December 25, 2010 at 5:02 am #83615Julietta Anne Rabens
Participant^^I agree that expressiveness begins with a technical foundation.
One thing I try to do with my students is to find out what they already feel connected to – what is their meaning? This could be a pet, it could be ballet, robot warriors, the sounds of birds, even sports. I try to use metaphors and imagery from something they already love and extend it into music. Expression can be described in anything from the intuitive physics of motion, to images, to nature sounds, to abstract internal emotions. This aspect helps the student make a personal connection to the music. To help the student make a connection to music, I morph my approach around their interests and inspiration.
Exposure to expressive playing is also necessary. Students should have access to recordings and attend performances by the best players, so that the storehouse of their minds can be filled with the best possible sounds.
From a practical teaching level, being able to teach technique effectively is what connects the expressiveness in their minds through their fingers and onto the strings.
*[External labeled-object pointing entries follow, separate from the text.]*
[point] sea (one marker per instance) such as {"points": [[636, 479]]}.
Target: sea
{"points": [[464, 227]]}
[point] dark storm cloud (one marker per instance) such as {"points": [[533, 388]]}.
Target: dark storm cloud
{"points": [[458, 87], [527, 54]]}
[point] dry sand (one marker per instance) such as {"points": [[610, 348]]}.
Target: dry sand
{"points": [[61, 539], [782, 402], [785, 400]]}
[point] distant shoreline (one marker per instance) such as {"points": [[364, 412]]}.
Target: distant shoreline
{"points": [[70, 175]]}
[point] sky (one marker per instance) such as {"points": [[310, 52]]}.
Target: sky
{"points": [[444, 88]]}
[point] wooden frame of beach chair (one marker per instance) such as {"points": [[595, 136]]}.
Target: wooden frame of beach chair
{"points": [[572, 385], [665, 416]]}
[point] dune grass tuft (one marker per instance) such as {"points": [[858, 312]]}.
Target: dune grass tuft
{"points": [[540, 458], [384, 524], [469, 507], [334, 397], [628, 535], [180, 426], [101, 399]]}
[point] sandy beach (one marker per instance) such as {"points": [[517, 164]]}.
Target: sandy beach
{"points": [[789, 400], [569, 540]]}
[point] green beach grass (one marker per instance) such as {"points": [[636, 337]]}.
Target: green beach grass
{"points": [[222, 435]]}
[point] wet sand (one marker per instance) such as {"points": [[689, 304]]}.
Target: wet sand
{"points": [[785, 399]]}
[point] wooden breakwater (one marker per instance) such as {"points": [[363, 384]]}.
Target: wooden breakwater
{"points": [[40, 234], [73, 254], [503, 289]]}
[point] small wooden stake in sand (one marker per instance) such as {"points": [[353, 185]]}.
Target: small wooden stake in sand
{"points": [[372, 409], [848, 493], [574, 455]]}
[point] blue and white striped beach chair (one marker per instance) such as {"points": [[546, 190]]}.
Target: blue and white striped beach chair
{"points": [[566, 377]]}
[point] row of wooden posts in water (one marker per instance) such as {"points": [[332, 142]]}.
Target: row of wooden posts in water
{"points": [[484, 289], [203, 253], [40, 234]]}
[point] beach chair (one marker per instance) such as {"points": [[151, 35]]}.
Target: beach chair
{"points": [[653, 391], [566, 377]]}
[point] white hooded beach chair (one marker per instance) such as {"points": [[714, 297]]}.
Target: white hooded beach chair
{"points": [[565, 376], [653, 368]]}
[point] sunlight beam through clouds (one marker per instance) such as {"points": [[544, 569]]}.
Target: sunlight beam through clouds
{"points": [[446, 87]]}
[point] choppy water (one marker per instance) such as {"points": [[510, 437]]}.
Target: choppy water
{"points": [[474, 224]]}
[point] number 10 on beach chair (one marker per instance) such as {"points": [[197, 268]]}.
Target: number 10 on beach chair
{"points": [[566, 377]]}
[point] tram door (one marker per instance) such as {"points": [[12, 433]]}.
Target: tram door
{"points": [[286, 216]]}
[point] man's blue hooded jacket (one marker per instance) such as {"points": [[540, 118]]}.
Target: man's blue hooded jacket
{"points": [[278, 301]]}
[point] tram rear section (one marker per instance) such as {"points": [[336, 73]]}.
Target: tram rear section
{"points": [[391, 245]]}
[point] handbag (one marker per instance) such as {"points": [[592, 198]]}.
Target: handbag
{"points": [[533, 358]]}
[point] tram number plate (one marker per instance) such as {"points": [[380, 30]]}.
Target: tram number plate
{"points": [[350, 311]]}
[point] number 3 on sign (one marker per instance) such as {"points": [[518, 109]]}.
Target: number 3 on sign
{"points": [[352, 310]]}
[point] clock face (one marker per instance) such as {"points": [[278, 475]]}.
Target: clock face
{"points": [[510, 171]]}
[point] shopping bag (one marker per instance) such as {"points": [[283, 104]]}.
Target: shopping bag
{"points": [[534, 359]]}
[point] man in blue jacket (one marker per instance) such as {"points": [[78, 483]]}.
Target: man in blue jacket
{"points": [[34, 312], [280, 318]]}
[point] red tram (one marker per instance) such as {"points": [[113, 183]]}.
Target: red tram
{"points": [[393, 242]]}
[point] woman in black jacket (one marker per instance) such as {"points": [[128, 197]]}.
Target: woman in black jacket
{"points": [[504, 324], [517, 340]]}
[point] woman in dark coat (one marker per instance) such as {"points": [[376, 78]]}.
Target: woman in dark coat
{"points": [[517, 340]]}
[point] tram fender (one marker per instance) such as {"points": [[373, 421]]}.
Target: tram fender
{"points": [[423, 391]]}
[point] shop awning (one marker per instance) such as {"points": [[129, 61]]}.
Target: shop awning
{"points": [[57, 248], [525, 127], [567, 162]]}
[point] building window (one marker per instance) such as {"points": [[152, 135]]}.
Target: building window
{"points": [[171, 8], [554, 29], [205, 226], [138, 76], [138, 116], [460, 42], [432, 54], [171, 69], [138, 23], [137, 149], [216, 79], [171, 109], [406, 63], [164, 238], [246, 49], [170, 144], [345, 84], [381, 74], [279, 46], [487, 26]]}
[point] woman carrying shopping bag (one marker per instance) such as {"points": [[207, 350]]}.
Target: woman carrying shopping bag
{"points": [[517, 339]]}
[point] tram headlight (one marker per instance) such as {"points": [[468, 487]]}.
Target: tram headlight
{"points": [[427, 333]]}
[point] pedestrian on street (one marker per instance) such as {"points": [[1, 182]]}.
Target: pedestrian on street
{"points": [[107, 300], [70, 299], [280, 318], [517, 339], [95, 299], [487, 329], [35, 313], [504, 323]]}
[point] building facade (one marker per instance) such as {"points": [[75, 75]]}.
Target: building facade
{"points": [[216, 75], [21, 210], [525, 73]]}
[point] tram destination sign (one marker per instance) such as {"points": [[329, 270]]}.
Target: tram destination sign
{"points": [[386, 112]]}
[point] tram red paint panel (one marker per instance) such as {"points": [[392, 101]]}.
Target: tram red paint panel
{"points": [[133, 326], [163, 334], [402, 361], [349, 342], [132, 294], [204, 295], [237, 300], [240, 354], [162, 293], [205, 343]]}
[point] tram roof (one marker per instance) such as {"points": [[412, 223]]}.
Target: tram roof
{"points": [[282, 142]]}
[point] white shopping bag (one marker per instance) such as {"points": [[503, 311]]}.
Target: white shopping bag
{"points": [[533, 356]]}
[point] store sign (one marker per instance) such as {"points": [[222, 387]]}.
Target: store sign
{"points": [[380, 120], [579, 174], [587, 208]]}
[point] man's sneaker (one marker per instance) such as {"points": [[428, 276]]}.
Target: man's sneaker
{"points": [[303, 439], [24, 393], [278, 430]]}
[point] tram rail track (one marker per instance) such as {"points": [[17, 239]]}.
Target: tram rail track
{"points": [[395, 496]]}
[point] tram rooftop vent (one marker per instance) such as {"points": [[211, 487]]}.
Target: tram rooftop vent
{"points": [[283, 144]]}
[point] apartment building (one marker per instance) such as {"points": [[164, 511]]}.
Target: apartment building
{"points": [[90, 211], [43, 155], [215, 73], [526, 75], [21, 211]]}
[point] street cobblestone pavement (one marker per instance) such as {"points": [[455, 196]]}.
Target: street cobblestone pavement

I also tend to use references to the human voice because much of musical phrasing has its foundation in how we intuitively relate to our voices – higher notes often have more emphasis, phrases tend to be four measures in length, taking a breath before a phrase can articulate the structure of the music, etc. All of this has its roots in the human voice, which wind players know using their instruments as an extension of that voice. Those of us who use our fingers can also benefit from natural breathing that informs phrasing.